Oysa Kürt kapanında bir gün Amerika ile bir gün İran ile, başka bir gün TC ile aynı çuvala girmeyen Kürt partileri çok azdır. Bu türden işbirliklerine girmeyen partilerin varlıkları, etkinlikleri hep sınırlı kalmıştır. Güçlü olan Kürt partileri ise Kürt halkını boyunduruk altında tutan ilhakçı işgalci ülkelerden kah biri kah diğeriyle işbirlikleri yapmaktan kurtulamamışlardır.
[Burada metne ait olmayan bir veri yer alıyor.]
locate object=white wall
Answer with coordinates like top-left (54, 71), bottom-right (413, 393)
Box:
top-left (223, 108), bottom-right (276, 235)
PKK yıllar boyu Suriye’nin Öcalan’a sığınma imkanı sunması ve göz yummasından faydalanırken Suriye Kürdistanı’nda Esad rejimi demokratik ulus politikası mı uyguluyordu? Şimdi İmralı’da MİT ile demokratik ulus anlayışı temelinde müzakereler Barzani’nin kişiliksiz diye damgalanan siyasetinden çok mu onurlu?

Bunlar Kürt halkının acıklı trajedisinin, Kürt ulusal mücadelesinin çetin zorluklarının ürünüdür. Bunlara bakarak Kürt siyaseti üzerine hesap yapanlar, yargıda bulunanlar yanılırlar.

Lenin Junis Broşürü Üzerine adlı yazısında İngilizlere karşı bazı Amerikan devletleri bağımsızlık mücadelesine kalkıştıklarında, aynı Kuzey Amerikanın öteki bölümlerini işgalleri altında tutan İspanya Fransız emperyalistlerinin Amerikan bağımsızlığına destek verdiklerini, hatta Fransız birliklerinin İngilizlere karşı savaşlarda yer aldığını; ama bütün bunların hiç de Amerikan bağımsızlık mücadelesinin bir bağımsızlık mücadelesi olduğu gerçeğini değiştirmediğini yazar. Ve emperyalistler arası çelişkiler nedeniyle kimi emperyalistlerin rakip emperyalistler sahasındaki ulusal hareketlere destek verdiklerini, bu yolla bazı bağımsızlık mücadelelerinin başarı şansı elde ettiğini söyler.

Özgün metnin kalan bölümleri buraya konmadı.